Effect of Gallic Acid on Regression of Murine CCL4-Induced Hepatic Cirrhosis

Abstract

Hepatic cirrhosis can be induced by chronic exposure to reactive oxygen species (ROS). However, phenolic compounds, such as gallic acid (GA), appear to inhibit ROS-induced oxidative stress. We aimed to investigate the effects of GA on murine hepatic fibrogenesis. The effects of GA were evaluated on the regression of liver cirrhosis that was induced by chronic intraperitoneal CCl4 administration (20% v/v) in C57 mice for a period of 10 weeks. The animals were treated intraperitoneally and distributed in three groups, as follows: SHAM group – 8 weeks with Olive oil (CCL4 solution vehicle); C group – 8 weeks with CCL4 solution, and then 2 more weeks with deionized water (Gallic Acid solution vehicle); and C + GA group – 8 weeks with CCL4 solution, and then 2 more weeks with Gallic Acid solution (100 mg/Kg/day) on alternated days.
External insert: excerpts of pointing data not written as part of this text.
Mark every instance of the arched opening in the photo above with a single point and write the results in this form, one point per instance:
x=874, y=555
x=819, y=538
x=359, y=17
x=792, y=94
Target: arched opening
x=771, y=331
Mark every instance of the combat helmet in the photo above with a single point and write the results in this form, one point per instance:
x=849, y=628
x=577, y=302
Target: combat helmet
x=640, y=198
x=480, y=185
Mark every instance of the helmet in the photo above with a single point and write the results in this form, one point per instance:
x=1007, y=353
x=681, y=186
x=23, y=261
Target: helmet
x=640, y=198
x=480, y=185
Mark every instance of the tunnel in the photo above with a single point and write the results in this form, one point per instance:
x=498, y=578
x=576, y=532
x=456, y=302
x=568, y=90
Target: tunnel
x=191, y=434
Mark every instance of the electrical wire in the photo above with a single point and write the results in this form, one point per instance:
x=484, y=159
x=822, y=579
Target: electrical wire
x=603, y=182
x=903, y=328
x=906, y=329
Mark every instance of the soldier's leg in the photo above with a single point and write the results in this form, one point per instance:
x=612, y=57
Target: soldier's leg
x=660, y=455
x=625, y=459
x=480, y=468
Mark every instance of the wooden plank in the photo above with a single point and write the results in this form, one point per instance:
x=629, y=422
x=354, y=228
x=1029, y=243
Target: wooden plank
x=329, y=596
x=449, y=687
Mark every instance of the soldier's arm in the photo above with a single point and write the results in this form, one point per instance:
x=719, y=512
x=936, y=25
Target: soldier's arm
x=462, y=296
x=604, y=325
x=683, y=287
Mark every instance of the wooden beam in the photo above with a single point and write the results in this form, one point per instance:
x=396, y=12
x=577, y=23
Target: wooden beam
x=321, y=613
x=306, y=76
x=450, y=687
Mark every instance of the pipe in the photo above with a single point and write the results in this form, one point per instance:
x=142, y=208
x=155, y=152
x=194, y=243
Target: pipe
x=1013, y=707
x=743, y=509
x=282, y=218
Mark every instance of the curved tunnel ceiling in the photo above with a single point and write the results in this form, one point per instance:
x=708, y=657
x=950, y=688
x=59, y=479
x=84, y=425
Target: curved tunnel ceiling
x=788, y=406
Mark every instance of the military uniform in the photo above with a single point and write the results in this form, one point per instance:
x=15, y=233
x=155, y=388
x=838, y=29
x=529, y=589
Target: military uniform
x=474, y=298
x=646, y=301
The cirrhosis and inflammation-related factors were estimated using histological, western blotting and PCR-RT analysis. There was a significant decrease in the collagen deposition, as indicated by Sirius red staining, in the C + GA group compared to the C group (p<0.05). This improvement was accompanied by a reduction in the number of α-SMA-positive cells observed in these animals (p<0.05). The expression of the Procollagen α1(I), TGFβ1 and TIMP1 genes was also diminished by GA administration compared to the control (p<0.001). Additionally, proteomic studies revealed reduced p65 NFκB and p38 MAPK protein levels in the C + GA group. These findings reveal the effect of GA on the regression of cirrhosis. The mechanisms of this process might involve the anti-inflammatory activity of GA, which represses the TGFβ1, p65 NFκB, and p38 MAPK-mediated signaling pathways.